Salí al pasillo y golpeé discretamente en la oficina de al lado. Me atendió una secretaria rubia y remilgada arreglándose el pelo para no desentonar con el aspecto general del edificio. Le pregunté si había visto movimiento en la oficina de al lado.

—¿El señor gordo? —preguntó arreglándose el pelo—. No, es decir sí, me parece que lo vi venir, es decir no, pero creo…

Tanta seguridad me puso nervioso. —¿Y el otro? —pregunté.

—¿El jovencito? —dijo arreglándose el pelo.

No pude contenerme. — ¿Quiere dejar de arreglarse el pelo?

—¿Por qué? —dijo arreglándose el pelo.

—Porque me pone nervioso. ¿Vio al jovencito o no?

—Sí —dijo arreglándose el pelo—, al jovencito, sí. Vino y se fue, es decir, es una manera de expresarse, tal vez no vino, pero se fue…

—¿Quiere dejar de arreglarse el pelo? —vociferé.

Me cerró la puerta en las narices. En esta novela, yo siempre me quedo del lado de afuera.

—Y no sin razón —dijo el comisario inspector—; al fin de cuentas, ¿qué tiene de malo que alguien se arregle el pelo? Aunque lo que más me divierte son sus pretensiones de ser un detective de novela negra. ¿Se imagina lo que hubiera hecho un duro con una rubia remilgada, en un edificio como ése, en vez de andar diciéndole que no se arreglara el pelo?

Regresé a la oficina, y mirando ese cubículo pelado y asqueroso, no me extrañó que el commendattore hubiera decidido abandonarlo. ¿Adónde había ido? ¿Dónde estaban las editoriales españolas que Álvarez capitaneaba y que infundían tanto temor a Ana y a Carlos Mallman y que eventualmente habían tenido algo que ver en la muerte de Enrique de Bree? ¿Cómo podía ser que esta miserable oficina hiciera tambalear una editorial sólida como Las Glorias de Bree? Qué cosa, pensé. Uno busca editoriales, y sólo encuentra ciudades. Detrás de las editoriales sólo hay ciudades, y encima de las editoriales hay ciudades. Y entonces me di cuenta. De repente, supe exactamente dónde se escondían las editoriales españolas, y supe que lo había sabido siempre. Las cosas, otra vez, volvían a girar en redondo, regresábamos al principio.
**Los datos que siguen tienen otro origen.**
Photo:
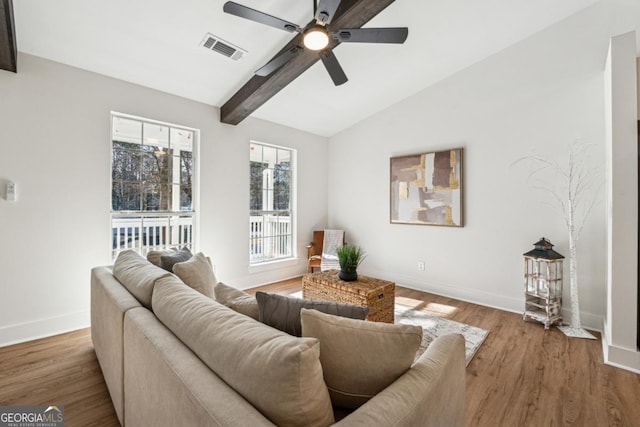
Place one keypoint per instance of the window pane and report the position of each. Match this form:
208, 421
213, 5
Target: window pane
269, 155
255, 153
186, 167
156, 197
185, 198
270, 226
125, 162
181, 139
156, 135
152, 176
125, 196
255, 185
127, 130
156, 168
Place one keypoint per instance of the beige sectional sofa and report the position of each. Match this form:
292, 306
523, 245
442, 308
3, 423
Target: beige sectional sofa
172, 356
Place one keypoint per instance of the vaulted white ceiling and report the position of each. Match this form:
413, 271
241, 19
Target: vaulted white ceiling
156, 43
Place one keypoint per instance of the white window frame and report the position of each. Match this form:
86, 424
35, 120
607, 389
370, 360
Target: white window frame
255, 263
161, 229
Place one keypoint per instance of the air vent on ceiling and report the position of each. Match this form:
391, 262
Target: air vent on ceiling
225, 48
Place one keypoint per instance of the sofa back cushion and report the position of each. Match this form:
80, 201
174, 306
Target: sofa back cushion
197, 272
278, 374
236, 300
359, 358
283, 311
137, 275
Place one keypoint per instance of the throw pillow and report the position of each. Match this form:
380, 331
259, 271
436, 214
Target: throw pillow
197, 273
168, 261
154, 256
360, 359
283, 312
236, 300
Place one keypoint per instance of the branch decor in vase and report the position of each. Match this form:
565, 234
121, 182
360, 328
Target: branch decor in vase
349, 257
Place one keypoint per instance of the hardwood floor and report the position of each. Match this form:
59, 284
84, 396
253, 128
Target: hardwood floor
522, 375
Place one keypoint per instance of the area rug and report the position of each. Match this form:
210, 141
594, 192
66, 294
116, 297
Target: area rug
434, 326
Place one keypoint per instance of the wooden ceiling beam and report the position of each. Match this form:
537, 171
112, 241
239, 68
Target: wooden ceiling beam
8, 47
258, 90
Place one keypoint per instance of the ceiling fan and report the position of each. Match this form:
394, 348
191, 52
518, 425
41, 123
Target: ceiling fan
317, 36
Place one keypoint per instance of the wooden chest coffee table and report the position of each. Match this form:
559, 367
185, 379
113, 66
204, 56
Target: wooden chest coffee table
377, 294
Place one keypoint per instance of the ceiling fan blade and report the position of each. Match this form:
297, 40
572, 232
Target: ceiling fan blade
325, 11
333, 67
257, 16
371, 35
278, 61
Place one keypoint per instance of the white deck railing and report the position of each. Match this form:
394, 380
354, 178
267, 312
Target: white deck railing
269, 237
144, 233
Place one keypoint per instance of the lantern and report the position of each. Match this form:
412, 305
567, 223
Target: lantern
543, 284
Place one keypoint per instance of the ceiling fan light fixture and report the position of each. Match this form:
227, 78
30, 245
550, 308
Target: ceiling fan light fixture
316, 38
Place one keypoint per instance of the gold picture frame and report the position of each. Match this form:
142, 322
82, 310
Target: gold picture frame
426, 188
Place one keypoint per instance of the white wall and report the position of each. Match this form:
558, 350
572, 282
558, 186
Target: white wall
638, 86
55, 145
620, 340
533, 98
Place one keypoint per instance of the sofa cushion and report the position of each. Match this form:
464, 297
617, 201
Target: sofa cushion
169, 260
278, 374
137, 275
197, 272
236, 300
283, 312
359, 358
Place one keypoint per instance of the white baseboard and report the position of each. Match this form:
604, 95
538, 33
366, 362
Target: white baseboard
620, 357
515, 305
41, 328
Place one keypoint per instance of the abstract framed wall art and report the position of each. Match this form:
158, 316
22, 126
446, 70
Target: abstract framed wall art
427, 188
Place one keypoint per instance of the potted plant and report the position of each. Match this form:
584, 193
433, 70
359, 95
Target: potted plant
349, 257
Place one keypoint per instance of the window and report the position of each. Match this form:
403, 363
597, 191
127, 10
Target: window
270, 203
152, 190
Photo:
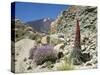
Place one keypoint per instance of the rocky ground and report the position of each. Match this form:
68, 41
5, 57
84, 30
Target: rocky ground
62, 39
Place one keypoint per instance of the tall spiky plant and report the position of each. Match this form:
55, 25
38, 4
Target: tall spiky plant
76, 55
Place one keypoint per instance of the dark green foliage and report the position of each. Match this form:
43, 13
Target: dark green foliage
43, 54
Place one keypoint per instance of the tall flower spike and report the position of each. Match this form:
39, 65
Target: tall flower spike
77, 36
76, 55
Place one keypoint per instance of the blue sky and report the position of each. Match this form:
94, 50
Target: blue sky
34, 11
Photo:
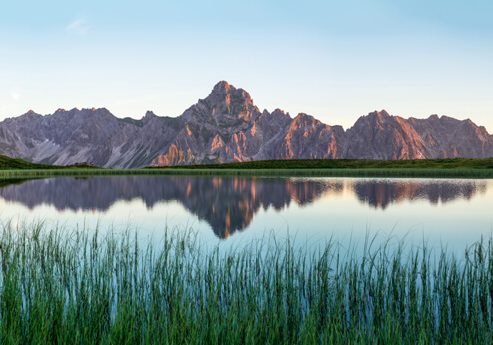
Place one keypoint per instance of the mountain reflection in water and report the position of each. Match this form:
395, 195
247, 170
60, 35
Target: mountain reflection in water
227, 204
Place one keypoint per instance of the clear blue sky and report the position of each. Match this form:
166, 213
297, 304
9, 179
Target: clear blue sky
336, 60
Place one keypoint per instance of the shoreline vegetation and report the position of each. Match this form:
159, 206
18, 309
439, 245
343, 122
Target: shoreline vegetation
59, 287
439, 168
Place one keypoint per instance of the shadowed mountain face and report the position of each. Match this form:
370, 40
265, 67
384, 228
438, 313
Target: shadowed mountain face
227, 204
226, 126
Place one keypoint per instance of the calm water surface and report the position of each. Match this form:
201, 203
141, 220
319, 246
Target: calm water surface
232, 211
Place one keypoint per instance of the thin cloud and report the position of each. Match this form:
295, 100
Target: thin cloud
78, 26
15, 95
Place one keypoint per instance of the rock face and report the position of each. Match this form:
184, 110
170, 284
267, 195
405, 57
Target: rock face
226, 126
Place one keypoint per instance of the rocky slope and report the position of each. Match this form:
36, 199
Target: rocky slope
226, 126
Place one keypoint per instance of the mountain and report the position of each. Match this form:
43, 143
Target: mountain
226, 126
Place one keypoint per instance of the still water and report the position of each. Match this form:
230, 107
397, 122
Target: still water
232, 211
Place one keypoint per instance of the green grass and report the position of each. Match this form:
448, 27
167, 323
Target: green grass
70, 288
446, 168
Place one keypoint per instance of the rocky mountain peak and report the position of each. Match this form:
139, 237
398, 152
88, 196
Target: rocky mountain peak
226, 126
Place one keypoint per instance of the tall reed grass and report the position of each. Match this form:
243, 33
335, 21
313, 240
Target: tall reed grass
59, 287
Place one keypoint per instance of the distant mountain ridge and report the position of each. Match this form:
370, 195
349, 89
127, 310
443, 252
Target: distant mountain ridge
226, 126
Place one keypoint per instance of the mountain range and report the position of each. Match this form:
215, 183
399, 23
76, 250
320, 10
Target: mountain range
226, 126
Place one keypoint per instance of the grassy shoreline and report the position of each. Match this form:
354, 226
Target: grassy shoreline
354, 172
440, 168
70, 287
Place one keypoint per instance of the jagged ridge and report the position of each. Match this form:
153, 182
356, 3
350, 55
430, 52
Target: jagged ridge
226, 126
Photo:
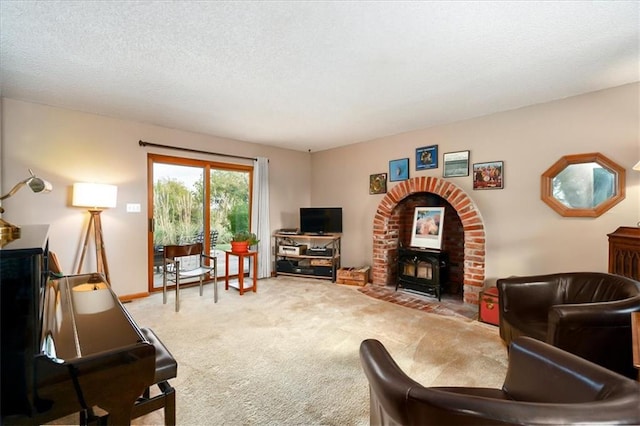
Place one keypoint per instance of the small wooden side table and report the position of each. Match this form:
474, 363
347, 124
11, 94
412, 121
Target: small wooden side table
241, 256
635, 333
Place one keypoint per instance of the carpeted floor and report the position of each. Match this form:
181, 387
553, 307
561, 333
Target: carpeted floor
288, 354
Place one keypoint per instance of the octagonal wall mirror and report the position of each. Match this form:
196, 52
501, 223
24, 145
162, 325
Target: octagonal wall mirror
583, 185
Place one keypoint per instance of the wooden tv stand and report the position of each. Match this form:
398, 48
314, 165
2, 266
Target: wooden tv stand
307, 255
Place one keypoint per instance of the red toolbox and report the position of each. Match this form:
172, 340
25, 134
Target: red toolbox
489, 306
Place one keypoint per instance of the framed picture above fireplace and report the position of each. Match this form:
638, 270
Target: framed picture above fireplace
427, 227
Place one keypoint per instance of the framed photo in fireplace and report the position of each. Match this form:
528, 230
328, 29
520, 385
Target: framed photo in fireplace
427, 227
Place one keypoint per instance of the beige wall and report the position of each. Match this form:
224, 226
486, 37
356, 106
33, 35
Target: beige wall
66, 146
524, 236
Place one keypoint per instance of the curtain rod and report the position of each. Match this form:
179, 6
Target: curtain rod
143, 143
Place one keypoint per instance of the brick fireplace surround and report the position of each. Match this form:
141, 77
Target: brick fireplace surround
387, 232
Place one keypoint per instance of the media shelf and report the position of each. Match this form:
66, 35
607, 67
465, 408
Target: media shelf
307, 255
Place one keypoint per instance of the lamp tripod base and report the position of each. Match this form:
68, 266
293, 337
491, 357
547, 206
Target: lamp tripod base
8, 232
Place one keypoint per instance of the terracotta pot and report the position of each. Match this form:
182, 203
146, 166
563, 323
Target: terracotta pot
239, 246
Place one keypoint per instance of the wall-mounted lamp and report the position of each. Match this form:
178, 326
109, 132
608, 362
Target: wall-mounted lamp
9, 232
96, 197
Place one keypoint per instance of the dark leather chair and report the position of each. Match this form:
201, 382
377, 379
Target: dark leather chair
544, 385
165, 398
585, 313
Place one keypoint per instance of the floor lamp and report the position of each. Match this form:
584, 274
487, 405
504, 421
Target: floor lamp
96, 197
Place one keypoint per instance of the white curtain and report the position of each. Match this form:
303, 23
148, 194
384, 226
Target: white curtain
260, 215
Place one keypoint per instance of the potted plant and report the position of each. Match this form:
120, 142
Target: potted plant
242, 240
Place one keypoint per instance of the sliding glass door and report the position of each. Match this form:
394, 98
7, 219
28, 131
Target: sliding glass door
195, 201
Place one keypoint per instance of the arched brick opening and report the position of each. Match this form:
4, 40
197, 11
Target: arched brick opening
385, 232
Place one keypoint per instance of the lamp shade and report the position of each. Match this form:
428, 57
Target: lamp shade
95, 195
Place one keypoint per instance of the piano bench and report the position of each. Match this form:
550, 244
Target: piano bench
166, 368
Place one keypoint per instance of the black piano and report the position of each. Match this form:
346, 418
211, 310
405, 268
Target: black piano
67, 344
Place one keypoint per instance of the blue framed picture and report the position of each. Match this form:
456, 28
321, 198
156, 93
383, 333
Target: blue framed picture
398, 170
427, 157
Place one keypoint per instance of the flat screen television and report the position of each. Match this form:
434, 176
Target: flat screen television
321, 220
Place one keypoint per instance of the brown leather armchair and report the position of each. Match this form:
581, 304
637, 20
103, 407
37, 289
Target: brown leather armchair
585, 313
544, 385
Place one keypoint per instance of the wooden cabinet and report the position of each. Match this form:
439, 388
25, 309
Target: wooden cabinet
312, 256
624, 252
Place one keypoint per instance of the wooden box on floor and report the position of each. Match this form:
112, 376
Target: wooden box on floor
489, 306
353, 275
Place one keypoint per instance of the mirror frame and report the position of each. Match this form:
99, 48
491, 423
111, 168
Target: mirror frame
546, 193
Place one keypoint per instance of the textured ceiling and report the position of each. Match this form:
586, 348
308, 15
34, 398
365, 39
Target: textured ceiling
312, 75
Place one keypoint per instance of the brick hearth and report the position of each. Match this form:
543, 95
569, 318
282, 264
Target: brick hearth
389, 232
—Es que esto es como el Paraná Medio —dijo el comisario inspector—, el final ya lo sabemos, el principio regio. ¿Y en la mitad? Nadie sabe qué hay en esa mitad. Es como en la Argentina, que uno no sabe qué va a pasar en el medio, pero el final nos lo conocemos de memoria—. No me detuve a contestarle. Estaba urgido: mi próxima parada era el prostíbulo de la calle Junín.